0

I am running a standalone Apache Spark cluster in a Kubernetes environment.

There is a need to export metrics to Prometheus and then finally display them in Grafana.

I found that installing a Graphite exporter was the simplest solution to do this since I am experiencing some trouble with getting all Spark metrics while only using the JMX exporter.

The thing I am having trouble with is to create mappings from graphite output to output that is parsable by prometheus templating.

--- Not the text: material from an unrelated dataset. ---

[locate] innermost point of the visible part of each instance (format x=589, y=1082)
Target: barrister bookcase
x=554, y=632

For instance, I want to be able to parse

app_20200120105608_0736_0_executor_threadpool_completeTasks

so that it matches to something similar to this:

- match: '*.*.threadpool.*.*'
  name: app_data
  labels:
    application: $1 // app_20200120105608_0736
    executor_id: $2 // 0
    type: $3 // threadpool
    qty: $4 // completeTasks

I am not convinced that this will be the best solution overall so any other suggestions are welcome (For instance how this could be done in a proper way with using a JMX exporter only while also getting Spark app data.)

Toto
  • 89,455
  • 62
  • 89
  • 125
toerq
  • 117
  • 2
  • 10

1 Answers1

2

If I understand correctly you try to build something like Spark -> Graphite -> Prometheus -> Grafana. Avoid to do that since Graphite adds overhead to your monitoring system.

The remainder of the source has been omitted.